皮肉・・・だよな?男子に対しての。信二はそう思った。

「じゃあ、俺が行くよ」信二は言ってみた。教室内に笑いが込み上げた。皆。笑いのツボ変だな。

「冗談はよせよ。信二。」冗談じゃないのに・・・

「そういうのは、勇者とは言わないは。命知らずの無謀者よ」海咲が言った。さっきは勇者がいればと言ったのに。

「いい?信二君。職員室の制御版でシャッターを下ろしてみなさい?たちまち渡り廊下は閉鎖され、あなたは北校舎に閉じ込められ、感染者の餌食よ。」

確かにそうだ。

「それに、北校舎は屋上を含まないで、6階はあるの。対してこの校舎は4階しかない。渡り廊下は2階と3階しかないの。理科室は6階にあるのよ。まったく感染者と出会わずに無事に帰ってこれる?」

確かに、無理だ。

「じゃあ、大勢で行けばどうだ?」

「誰も行きたがらないわ。職員も含めて全員」

勇気が無い連中だ。

「じゃあ、信一さんに頼んで、屋上に居るSAT隊員に屋上に出してもらえるように説得してもらおうよ」山田の奴、俺の兄貴を利用するのか。
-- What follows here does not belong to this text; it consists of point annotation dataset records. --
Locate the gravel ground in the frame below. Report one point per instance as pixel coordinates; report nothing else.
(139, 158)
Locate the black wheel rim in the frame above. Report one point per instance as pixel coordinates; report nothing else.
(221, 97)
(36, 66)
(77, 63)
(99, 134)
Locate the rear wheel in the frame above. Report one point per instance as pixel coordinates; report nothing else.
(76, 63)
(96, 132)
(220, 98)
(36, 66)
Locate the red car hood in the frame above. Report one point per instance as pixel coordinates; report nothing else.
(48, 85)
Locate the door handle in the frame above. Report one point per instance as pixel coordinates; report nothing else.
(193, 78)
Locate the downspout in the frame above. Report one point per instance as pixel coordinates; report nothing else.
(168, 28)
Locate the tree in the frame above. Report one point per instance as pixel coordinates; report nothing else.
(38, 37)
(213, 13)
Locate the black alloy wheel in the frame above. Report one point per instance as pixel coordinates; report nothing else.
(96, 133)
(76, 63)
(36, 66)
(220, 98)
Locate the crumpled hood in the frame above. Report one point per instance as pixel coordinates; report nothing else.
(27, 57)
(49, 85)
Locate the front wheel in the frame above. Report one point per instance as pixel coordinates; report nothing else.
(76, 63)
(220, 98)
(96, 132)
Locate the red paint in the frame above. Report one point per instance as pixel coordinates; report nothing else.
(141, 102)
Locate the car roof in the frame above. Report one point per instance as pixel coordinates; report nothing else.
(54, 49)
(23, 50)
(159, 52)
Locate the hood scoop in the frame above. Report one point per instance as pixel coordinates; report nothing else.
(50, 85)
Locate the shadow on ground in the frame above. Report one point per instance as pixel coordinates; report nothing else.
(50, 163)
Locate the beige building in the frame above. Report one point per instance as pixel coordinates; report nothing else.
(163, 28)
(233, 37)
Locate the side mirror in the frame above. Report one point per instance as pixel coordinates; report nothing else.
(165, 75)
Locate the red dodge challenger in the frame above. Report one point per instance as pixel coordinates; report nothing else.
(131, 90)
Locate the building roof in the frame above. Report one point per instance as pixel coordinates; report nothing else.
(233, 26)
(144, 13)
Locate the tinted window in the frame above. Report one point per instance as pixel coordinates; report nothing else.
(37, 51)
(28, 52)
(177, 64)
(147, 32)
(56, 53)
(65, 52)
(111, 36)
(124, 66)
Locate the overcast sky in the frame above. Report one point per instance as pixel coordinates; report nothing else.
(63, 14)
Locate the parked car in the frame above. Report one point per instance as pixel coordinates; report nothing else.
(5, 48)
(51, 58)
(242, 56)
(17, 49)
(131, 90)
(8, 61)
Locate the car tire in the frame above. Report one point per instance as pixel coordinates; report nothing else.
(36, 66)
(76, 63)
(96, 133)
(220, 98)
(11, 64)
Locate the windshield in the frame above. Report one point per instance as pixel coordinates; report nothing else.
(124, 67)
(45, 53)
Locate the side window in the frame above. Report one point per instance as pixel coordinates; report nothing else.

「無理だ。屋上の狙撃手の瀬木は、忠誠心の塊だ。命令に従う男だ。屋上に出てみろ?俺ならともかく、お前らは撃ち殺されるのがオチだ」信一は断言した。

その時、信一の無線が鳴った。

『信一、応答しろ!信一』

瀬木の声だった。

「俺だ」

『良かった。無事だったか!お前の所の屋上にヘリが墜落したから心配だったぜ。今何処に?』

「校内だ。」

『馬鹿!周波数を変えろ!』

信一は、周波数を変えた。

『なぜ、校内に居る!?』

「ヘリコプターがやって来るから、やばいと思って校内に逃げたんだ。同じ隊員が下敷きになっちまったよ。校内に入って正解だったよ」信一は嘘をいった。

しばらく間があった。


『だが、もうすぐ自衛隊が来る。指揮権が自衛隊に移っちまう。そうしたら、お前本当に出れなくなっちまうぞ』

「なら、その前に、屋上に出してくれよ」

『じゃあ、早く来い!お前1人くらいなら大丈夫だ。』

「連れもいる。」

『無理だ!非常事態なんだぞ!校内の一般生徒や教師は、感染の疑いがあるから出せない。解ってくれ』

「非常事態なんか、くそ食らえだ。」

『これは、絶対命令だ!連れを連れてみろ?俺が撃ち殺すからな。1人で来い!連絡はまた後でする』

「瀬木!罪も無い人がどうなってもいいのか!?お前の正義感はどうした?瀬木?瀬木!」

雑音しか流れない。周波数を変えられたな。これだから、忠誠心は面倒だ。信二はそう思った。



 瀬木は苦悩した。信一は本当に弟を連れてくる気か。出してやりたいのは山々でが、もし連れて来たら、俺は弟を撃つ羽目になる。頼む・・・1人で来い。